Do we really own our homes? What about the earth below it? The sky above? How far below or above? What does that mean? Our daf explains:
We learned in the mishna: If one placed the eiruv in a pit, even if it is a hundred cubits deep, his eiruv is a valid eiruv. The Gemara asks: This pit, where is it situated? If you say that it is situated in the private domain, it is obvious, for the private domain ascends to the sky, and just as it ascends upward, so too, it descends downward to the bottom of the pit, even if it is more than ten handbreadths deep. Rather, we must say that the pit is situated in the public domain.
This legal concept is not solely the purview of the Talmud. It is also encoded in the Latin, cuius est solum, eius est usque ad coelum et ad inferos (“Whoever owns the soil, it is theirs up to Heaven and down to Hell.”), which appears in medieval Roman law and is credited to Accursius (13th-century).
This law was not really challenged until technology threw this belief into question: city pipes and subways underground, and airplanes and building rights in the sky above.
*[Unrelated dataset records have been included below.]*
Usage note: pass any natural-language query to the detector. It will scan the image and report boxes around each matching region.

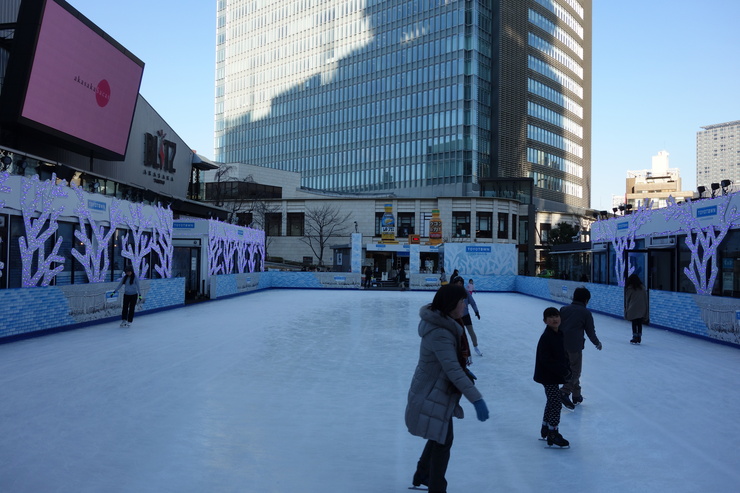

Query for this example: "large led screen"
[20,0,144,159]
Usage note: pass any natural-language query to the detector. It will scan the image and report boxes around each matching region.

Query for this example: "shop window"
[236,212,254,227]
[475,212,493,238]
[375,212,385,236]
[288,212,306,236]
[452,212,470,238]
[498,212,509,240]
[518,216,529,245]
[265,212,283,236]
[540,223,552,245]
[398,212,416,238]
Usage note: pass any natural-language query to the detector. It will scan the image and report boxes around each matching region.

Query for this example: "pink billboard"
[20,0,144,158]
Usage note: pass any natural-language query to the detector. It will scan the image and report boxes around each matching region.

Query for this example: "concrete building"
[614,151,694,210]
[696,120,740,197]
[205,163,590,274]
[215,0,592,211]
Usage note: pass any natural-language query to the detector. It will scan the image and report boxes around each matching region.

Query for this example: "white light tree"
[18,173,67,288]
[0,172,11,277]
[151,204,174,278]
[208,220,224,276]
[236,237,249,274]
[72,184,121,282]
[121,203,152,279]
[665,195,740,295]
[222,229,239,274]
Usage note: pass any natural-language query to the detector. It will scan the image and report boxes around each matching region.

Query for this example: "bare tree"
[206,164,280,256]
[300,204,352,267]
[206,164,258,224]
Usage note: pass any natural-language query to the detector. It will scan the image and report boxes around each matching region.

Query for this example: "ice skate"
[547,428,570,448]
[560,392,576,411]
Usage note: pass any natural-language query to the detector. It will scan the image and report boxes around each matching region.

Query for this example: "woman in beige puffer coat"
[406,284,488,492]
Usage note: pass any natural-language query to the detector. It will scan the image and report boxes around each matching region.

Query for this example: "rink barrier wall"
[5,271,740,347]
[516,276,740,347]
[0,277,185,342]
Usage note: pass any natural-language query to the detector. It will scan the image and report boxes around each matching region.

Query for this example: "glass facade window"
[452,212,470,238]
[527,78,583,118]
[214,0,591,209]
[529,55,583,99]
[535,0,583,39]
[396,212,416,238]
[287,212,306,236]
[527,125,583,157]
[498,212,509,240]
[527,101,583,139]
[475,212,493,238]
[529,9,583,60]
[265,212,283,236]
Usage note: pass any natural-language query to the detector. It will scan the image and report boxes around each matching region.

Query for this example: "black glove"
[473,399,488,421]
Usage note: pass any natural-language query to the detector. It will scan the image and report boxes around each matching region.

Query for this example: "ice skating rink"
[0,290,740,493]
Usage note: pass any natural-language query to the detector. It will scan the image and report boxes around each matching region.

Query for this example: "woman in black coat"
[534,307,570,447]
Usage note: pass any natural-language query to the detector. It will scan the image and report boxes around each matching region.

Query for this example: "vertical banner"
[380,204,398,243]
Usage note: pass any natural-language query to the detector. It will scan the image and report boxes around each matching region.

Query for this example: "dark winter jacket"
[463,291,478,316]
[560,301,599,353]
[406,305,482,443]
[624,287,648,320]
[533,327,570,385]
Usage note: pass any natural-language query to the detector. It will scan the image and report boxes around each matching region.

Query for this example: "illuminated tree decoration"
[121,203,152,279]
[18,173,67,288]
[151,204,175,279]
[208,220,265,276]
[665,195,740,295]
[71,183,121,282]
[236,237,252,274]
[221,228,239,274]
[208,219,224,276]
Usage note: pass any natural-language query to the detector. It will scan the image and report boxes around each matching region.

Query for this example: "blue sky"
[70,0,740,209]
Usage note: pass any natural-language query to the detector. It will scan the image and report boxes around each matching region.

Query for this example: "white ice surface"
[0,290,740,493]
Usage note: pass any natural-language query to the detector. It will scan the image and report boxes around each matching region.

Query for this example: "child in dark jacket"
[534,307,570,447]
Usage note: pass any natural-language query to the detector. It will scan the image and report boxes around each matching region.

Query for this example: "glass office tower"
[215,0,591,207]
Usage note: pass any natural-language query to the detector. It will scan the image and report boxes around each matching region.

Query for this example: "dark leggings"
[542,384,563,428]
[121,294,139,323]
[414,418,454,493]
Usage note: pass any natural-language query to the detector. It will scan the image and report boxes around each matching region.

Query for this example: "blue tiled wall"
[5,271,740,346]
[0,277,185,339]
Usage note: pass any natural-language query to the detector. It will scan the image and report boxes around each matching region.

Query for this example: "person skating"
[533,307,570,447]
[111,265,141,327]
[624,274,650,344]
[405,284,488,493]
[560,287,602,409]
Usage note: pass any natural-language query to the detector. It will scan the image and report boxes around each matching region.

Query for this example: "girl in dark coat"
[624,274,650,344]
[111,266,141,327]
[534,307,570,447]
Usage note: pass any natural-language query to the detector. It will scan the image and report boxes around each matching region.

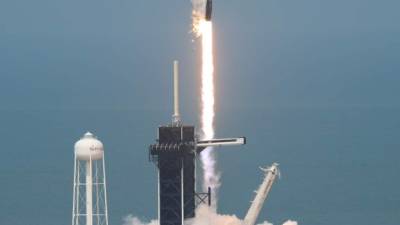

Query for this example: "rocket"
[205,0,212,21]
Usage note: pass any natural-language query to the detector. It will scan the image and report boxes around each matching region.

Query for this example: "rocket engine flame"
[194,19,220,210]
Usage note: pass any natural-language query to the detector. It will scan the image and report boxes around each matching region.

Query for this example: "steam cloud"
[123,205,298,225]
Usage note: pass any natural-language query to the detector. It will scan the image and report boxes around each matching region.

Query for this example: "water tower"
[72,132,108,225]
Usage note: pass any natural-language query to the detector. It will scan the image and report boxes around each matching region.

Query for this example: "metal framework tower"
[149,61,245,225]
[72,132,108,225]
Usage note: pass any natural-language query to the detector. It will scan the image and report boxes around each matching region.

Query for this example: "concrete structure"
[72,132,108,225]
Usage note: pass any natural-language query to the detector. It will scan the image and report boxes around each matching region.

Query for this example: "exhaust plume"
[123,205,298,225]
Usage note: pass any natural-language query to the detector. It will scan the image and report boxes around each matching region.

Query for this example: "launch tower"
[149,61,245,225]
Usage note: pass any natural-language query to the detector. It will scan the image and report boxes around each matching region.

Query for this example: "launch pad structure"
[149,61,246,225]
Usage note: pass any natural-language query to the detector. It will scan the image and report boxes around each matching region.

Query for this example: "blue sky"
[0,0,400,225]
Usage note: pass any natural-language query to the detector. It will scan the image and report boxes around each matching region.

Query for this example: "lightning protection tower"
[72,132,108,225]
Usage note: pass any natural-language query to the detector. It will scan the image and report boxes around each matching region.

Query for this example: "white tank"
[75,132,103,160]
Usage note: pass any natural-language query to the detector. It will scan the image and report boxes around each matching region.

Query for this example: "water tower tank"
[75,132,104,160]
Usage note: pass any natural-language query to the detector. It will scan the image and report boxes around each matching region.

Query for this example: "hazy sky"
[0,0,400,225]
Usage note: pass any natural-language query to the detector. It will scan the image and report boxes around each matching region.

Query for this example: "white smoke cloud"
[258,221,273,225]
[123,215,159,225]
[123,205,298,225]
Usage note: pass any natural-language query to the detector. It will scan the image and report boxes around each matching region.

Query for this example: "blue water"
[0,0,400,225]
[0,108,400,225]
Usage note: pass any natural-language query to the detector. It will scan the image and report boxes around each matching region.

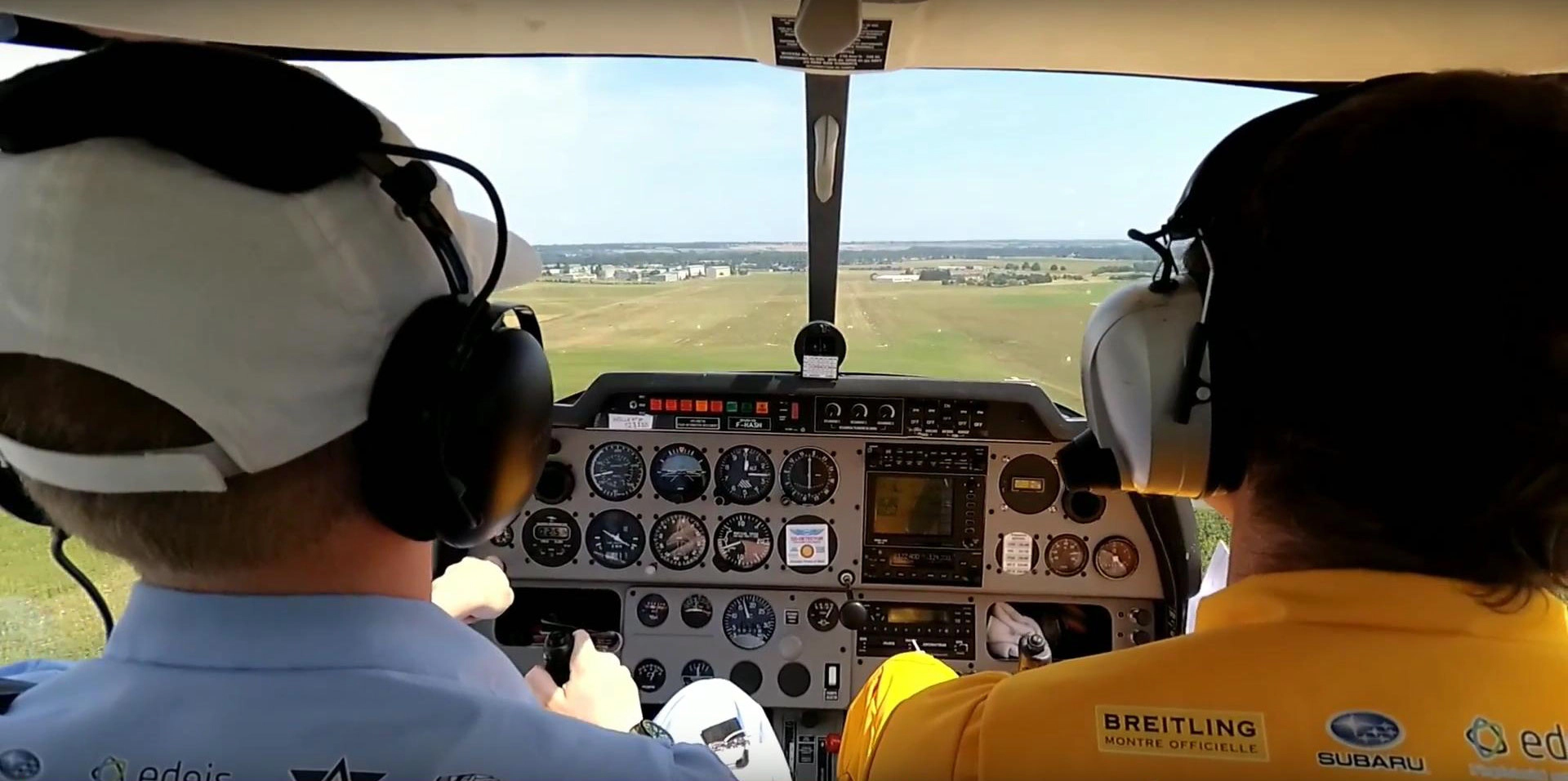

I have a friend who is a professor of aviation law, and this is an area that she teaches: air rights for the landowners. While I find the legalities interesting, my gem is really a challenge to the idea that anyone can own land or sky. There are myriad rules about how we cannot do damage, even to what we “own” if it causes hard to others. Two of my favorite examples follow:
Midrash: Vayikra (Leviticus) Rabbah– 4:6
If one Jew sins, all of Israel feels it….This can be compared to the case of men on a ship, one of whom took a drill and began drilling beneath his own place. His fellow travelers to said to him: ‘what are you doing?’ He replied: ‘What does that matter to you, I am drilling only under my own place?’ They continued: ‘We care because the water will come up and flood the ship for us all.’
A Chasidic Tale (This is based upon his understanding of Bava Batra 37a and b which discusses conflicts in ownership of land during the shmitah year.): Two men were fighting over a piece of land. Each claimed ownership and bolstered his claim with proof. To resolve their differences, they agreed to put the case before the rabbi. The rabbi listened but could not come to a decision because both seemed to be right. Finally he said, “Since I cannot decide to whom this land belongs, let us ask the land.”. He put his ear to the ground, and after a moment straightened up. “Gentlemen, the land says that it belongs to neither of you – but that you belong to it.”